Je coiffe la plus riche

<Enregistré le 14 Septembre 2016>

Je coiffais une dame à Gstaad, et Ferdinand, me dit :
– Vous avez certainement la femme la plus riche de Gstaad !

Il ne m’avait pas dit ça à la première saison, il m’avait dit ça à la deuxième. Je ne sais pas, je me disais… tiens tiens, ben je ne l’aurai pas senti… Elle était bien là, elle était présente… Oui, mais elle savait qu’elle valait tellement cher…

– Vous remarquerez, elle n’a aucun bijoux… Elle ne peut avoir de bijoux, parce que quoi qu’elle ait comme bijoux, même si c’est du Kitch, on va les lui arracher en croyant que c’est des vrais… !

  • Elle ne peut rien porter…

Il me disait :
– Elle doit se faire inaperçue… C’est mieux pour elle parce qu’en fin de compte, si elle se fait attaquer…

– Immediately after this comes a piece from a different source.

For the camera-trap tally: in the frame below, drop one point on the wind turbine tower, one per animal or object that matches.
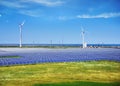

Elle vivait normalement, avec son statut. Elle était très… enfin c’était une femme qui avait de la classe. Elle avait une chevelure, je ne t’explique pas ! Il fallait y aller…

Oh ben dit donc, tu tirais dessus, comme elle avait les cheveux longs jusqu’ici… Par contre le brushing devait être impeccable, ça oui, on voyait que c’était une femme de classe.

Elle venait d’Amérique centrale, ou d’Amérique du sud… je ne sais plus. Elle avait les cheveux dans un blond, un petit peu cendré.
Elle avait une masse de cheveux !
Elle avait les yeux clairs, je pense que c’était une pierre précieuse pour celui qui l’avait mariée… Mais elle vivait très simplement.
Elle avait toujours une bonne mesure, chaque fois qu’elle venait, pour faire son brushing, elle me donnait 5 Francs de pourboire…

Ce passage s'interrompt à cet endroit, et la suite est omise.